Sterling fell on Tuesday, with most of the good news on the UK economy already priced in and the Bank of England showing no signs it's about to tighten monetary policy. Sterling slipped 0.1 percent to $1.6095 in the European session, after reaching $1.6128 earlier. Robust near- term support is seen at its 55-day moving average of $1.6014, chartists said.
The pound fell against the euro, too. The euro was up 0.15 percent at 83.79 pence, with traders citing offers to sell at 84 pence. Trading volumes against the dollar and euro were well below the past month's average. "We are a bit bearish on sterling and see it trading at $1.60-1.61 levels," said Craig Erlam, analyst at Alpari. "The speed of the recovery will slow down. What we have seen in the UK in the past six months is not sustainable. Given that, we see some of the good news already being priced into sterling."
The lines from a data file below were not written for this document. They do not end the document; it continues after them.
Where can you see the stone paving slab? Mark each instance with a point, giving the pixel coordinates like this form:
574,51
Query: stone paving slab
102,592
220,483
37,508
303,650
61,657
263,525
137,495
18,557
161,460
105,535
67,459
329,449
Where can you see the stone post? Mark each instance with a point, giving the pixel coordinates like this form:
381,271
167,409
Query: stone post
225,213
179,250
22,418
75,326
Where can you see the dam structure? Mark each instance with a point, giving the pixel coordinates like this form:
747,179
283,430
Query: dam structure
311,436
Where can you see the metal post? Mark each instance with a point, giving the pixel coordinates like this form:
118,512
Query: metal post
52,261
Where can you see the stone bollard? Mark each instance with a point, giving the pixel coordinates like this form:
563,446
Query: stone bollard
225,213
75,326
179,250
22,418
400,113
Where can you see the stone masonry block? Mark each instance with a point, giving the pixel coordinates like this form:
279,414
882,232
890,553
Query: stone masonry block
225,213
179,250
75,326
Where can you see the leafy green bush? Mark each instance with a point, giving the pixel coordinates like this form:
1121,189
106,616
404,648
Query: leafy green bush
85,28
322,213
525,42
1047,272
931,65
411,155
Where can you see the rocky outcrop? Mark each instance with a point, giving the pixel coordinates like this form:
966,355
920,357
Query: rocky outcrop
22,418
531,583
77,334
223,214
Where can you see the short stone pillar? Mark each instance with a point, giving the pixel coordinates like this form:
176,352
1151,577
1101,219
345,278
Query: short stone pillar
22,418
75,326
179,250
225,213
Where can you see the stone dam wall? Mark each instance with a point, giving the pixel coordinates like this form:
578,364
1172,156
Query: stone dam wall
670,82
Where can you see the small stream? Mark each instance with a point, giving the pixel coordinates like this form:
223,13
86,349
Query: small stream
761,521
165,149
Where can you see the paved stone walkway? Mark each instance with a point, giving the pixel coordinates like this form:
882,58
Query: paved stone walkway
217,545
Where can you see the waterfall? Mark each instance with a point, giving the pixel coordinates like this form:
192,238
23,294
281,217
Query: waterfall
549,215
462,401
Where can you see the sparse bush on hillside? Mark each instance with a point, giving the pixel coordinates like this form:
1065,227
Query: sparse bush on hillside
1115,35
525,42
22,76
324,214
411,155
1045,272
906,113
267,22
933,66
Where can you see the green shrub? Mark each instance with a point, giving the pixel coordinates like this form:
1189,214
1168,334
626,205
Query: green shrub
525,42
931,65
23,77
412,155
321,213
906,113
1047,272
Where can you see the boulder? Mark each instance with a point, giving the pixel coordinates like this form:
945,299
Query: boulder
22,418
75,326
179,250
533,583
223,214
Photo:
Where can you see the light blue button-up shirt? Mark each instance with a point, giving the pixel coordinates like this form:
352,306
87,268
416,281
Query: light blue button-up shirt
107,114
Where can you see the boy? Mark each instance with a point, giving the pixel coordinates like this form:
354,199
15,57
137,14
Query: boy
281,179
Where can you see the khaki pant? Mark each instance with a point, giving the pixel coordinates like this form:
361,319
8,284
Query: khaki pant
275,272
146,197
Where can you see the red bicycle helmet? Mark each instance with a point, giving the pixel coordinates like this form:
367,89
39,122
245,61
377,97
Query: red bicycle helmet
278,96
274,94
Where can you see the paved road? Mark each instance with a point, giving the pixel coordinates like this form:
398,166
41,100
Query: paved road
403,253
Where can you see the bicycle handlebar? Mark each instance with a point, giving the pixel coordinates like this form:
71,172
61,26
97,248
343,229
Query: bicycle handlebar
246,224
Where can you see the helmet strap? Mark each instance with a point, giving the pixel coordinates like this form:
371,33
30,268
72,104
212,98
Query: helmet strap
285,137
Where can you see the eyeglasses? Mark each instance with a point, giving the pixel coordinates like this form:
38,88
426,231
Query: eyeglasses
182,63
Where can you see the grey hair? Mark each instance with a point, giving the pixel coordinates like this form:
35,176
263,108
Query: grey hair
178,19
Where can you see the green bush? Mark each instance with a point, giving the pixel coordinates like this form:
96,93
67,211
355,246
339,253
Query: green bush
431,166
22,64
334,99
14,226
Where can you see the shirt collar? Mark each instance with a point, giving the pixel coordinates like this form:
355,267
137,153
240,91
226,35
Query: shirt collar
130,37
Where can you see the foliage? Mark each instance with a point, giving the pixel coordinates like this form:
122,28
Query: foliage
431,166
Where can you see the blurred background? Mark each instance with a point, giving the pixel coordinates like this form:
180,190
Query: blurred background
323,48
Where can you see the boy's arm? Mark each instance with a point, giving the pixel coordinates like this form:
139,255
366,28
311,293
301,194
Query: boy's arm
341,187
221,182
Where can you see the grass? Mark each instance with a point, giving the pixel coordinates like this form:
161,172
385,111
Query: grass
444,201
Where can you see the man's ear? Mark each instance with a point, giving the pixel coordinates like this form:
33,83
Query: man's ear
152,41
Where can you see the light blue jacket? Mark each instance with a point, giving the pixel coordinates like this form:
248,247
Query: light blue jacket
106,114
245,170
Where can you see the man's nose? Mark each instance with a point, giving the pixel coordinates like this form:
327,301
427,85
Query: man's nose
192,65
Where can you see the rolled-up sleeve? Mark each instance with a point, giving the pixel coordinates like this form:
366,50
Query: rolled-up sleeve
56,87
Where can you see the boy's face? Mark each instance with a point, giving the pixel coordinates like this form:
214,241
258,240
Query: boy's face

The pound is up 6 percent against the dollar since early August, supported by speculation the BoE might raise rates earlier than previously thought and by expectations the United States would keep monetary stimulus intact for now. After a run of stronger UK economic data, the BoE's quarterly growth and inflation forecasts last week suggested rates may rise in 2015. The BoE also said the jobless rate could fall to 7 percent by end-2014, earlier than it forecast in August. But Governor Mark Carney has made clear rates will not rise automatically when the jobless rate reaches 7 percent. The BoE is due to release minutes on Wednesday.